The contradiction isn’t that hard to resolve: if you’re otherwise privileged (by being wealthy, as well as white, male, etc.), that privilege tends to grow with age as you’re able to amass influence and build connections that you can leverage to enforce your will on society.  If you start out at a disadvantage (and yes, even straight white men can be disadvantaged economically and otherwise), you’re probably going to have a rough time as you get older.  Age cuts across other social identities and the combinations to create a constellation of power arrangements; in other words, intersectionality is real, y’all.

Meanwhile, the young, and even the under-18 year olds, are becoming increasingly politically active.  This last group is significant because these are individuals who, for obvious developmental and legal reasons, are extremely limited in their formal political powers.  And yet, they find themselves mobilizing as they face a host of issues that disproportionately affect them.  In the US, a group of brave survivors of mass violence like the Parkland school shooting and endemic violence like that in Chicago and other cities have taken the lead in advocating for gun control reform.  In the UK, the results of Brexit, which will have a long-term impact on current youth who are generally very positive about the European Union, is motivating a call to lower the voting age (had 16 and 17 year olds been able to vote, the UK might still have been part of the EU next year). And young people around the world, like Greta Thunberg, are increasingly concerned about climate change, aware that the pollution of their parents and grandparents will leave them with a planet that is literally less inhabitable than it was a generation or two ago.

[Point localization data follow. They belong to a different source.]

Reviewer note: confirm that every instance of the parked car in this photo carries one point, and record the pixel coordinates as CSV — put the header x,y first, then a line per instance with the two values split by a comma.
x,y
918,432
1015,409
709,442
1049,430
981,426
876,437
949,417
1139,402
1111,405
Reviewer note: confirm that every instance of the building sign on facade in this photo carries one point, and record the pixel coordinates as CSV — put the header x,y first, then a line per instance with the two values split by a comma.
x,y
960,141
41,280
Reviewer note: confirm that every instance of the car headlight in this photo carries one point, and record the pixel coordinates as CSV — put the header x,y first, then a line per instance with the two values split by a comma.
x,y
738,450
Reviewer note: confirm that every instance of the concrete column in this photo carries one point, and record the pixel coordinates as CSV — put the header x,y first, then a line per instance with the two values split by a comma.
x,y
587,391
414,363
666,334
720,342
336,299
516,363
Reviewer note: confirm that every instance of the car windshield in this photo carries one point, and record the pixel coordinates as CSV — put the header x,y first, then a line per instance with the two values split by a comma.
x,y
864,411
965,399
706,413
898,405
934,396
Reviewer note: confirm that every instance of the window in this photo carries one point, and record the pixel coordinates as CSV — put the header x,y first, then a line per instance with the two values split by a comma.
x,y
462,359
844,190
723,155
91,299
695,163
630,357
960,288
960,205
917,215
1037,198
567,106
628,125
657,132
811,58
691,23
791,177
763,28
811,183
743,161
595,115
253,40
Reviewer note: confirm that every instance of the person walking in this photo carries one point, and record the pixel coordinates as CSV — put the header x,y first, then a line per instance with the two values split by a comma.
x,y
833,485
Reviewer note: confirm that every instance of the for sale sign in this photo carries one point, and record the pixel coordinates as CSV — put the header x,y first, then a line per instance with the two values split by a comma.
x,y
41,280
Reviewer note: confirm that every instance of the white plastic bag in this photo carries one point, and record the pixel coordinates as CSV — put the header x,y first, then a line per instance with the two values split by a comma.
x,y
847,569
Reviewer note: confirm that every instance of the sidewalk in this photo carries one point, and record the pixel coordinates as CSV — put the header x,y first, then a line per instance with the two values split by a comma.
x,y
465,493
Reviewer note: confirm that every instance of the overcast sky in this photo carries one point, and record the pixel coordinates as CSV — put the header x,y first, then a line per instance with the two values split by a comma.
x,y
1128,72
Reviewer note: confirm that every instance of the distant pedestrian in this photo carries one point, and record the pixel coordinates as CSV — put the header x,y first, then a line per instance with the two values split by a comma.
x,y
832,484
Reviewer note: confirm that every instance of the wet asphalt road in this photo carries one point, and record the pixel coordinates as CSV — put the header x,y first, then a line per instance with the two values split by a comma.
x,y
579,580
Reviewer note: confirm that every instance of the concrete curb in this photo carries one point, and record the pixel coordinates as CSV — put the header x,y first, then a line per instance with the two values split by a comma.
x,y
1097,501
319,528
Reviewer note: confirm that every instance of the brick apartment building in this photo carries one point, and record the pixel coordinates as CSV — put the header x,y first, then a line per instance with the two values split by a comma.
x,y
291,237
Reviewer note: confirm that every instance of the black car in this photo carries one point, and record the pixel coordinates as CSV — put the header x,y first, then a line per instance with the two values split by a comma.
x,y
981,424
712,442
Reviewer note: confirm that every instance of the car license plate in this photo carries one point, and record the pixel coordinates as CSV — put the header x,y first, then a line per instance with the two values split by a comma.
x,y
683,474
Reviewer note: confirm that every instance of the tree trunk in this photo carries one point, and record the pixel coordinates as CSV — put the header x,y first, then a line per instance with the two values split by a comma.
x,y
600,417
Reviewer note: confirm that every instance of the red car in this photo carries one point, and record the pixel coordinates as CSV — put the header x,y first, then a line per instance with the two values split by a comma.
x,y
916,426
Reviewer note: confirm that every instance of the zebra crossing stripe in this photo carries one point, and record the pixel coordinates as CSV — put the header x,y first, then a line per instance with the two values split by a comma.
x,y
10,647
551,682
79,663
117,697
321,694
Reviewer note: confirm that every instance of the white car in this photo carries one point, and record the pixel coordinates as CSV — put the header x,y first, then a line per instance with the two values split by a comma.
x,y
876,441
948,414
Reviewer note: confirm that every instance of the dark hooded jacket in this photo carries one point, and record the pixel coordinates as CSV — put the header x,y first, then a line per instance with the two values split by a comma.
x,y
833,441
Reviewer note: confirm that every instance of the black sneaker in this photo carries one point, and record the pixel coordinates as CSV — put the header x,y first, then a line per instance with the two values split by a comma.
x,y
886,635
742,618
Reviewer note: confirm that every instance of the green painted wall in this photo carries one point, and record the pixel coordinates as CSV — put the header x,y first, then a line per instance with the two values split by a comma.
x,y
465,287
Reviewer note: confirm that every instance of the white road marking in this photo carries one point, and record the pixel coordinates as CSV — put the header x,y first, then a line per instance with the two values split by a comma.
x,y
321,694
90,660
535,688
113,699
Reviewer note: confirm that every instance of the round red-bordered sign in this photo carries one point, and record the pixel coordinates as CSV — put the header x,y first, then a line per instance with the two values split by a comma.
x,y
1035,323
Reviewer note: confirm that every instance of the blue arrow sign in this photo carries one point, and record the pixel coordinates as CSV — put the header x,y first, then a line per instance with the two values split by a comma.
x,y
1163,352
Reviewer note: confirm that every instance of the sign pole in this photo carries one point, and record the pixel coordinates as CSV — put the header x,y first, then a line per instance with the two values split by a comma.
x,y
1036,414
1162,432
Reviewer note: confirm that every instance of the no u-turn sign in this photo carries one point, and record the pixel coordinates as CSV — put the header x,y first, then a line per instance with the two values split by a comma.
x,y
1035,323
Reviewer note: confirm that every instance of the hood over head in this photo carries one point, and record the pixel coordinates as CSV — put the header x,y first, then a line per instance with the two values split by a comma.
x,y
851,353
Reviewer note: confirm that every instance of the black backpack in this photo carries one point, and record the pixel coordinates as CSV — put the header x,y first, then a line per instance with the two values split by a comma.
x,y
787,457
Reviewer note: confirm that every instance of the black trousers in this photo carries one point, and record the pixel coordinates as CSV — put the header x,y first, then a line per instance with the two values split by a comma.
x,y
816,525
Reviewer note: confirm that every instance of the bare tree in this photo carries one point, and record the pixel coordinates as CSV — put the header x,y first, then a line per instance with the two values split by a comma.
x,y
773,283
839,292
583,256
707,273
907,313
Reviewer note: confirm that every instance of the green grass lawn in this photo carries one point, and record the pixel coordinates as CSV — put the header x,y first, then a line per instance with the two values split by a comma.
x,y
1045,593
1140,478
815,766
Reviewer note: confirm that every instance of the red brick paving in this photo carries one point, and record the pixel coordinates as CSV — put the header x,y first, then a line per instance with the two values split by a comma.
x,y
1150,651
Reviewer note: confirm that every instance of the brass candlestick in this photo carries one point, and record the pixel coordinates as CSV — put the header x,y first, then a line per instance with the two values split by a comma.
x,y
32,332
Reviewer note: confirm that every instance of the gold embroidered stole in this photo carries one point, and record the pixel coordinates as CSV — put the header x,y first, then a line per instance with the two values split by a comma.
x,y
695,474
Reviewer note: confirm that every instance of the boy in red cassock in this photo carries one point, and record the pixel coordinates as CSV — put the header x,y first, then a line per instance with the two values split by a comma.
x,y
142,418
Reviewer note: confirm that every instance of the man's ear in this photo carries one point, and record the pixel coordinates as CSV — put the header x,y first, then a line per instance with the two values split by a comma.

These different age-based constituencies are starting to coalesce, not just around individual issues, but around the labels that have been placed on their generations: Baby Boomers, Millennials, Generations X through Z (I’m really hoping we start going for symbols – I nominate Generation@ as the next group).  And so we get to “Ok Boomer” which has elicited outrage from some Baby Boomers and amused curiosity from the general public. (Oh, and if we’re playing the “xxxx” is the n-word of XXXX “ game, then boomer, while dismissive, is not “the n-word of ageism”; “boomer” is the n-word of terms that are not at all like the n-word; let’s keep some perspective).

Nevertheless, “Boomers vs. Millennials” is shaping up as a recognized divide in competition for political power, policies, jobs, name-calling and mutually-dismissive attitudes towards one another. Age-based political divides are unlikely to supersede the many other divisions we already have (racism and sexism, religious differences and homophobia are pretty far ahead of ageism in the oppression marathon), but the explicit political activation of age-based groups shows how our political understandings are becoming increasingly complex and explicitly identity-based.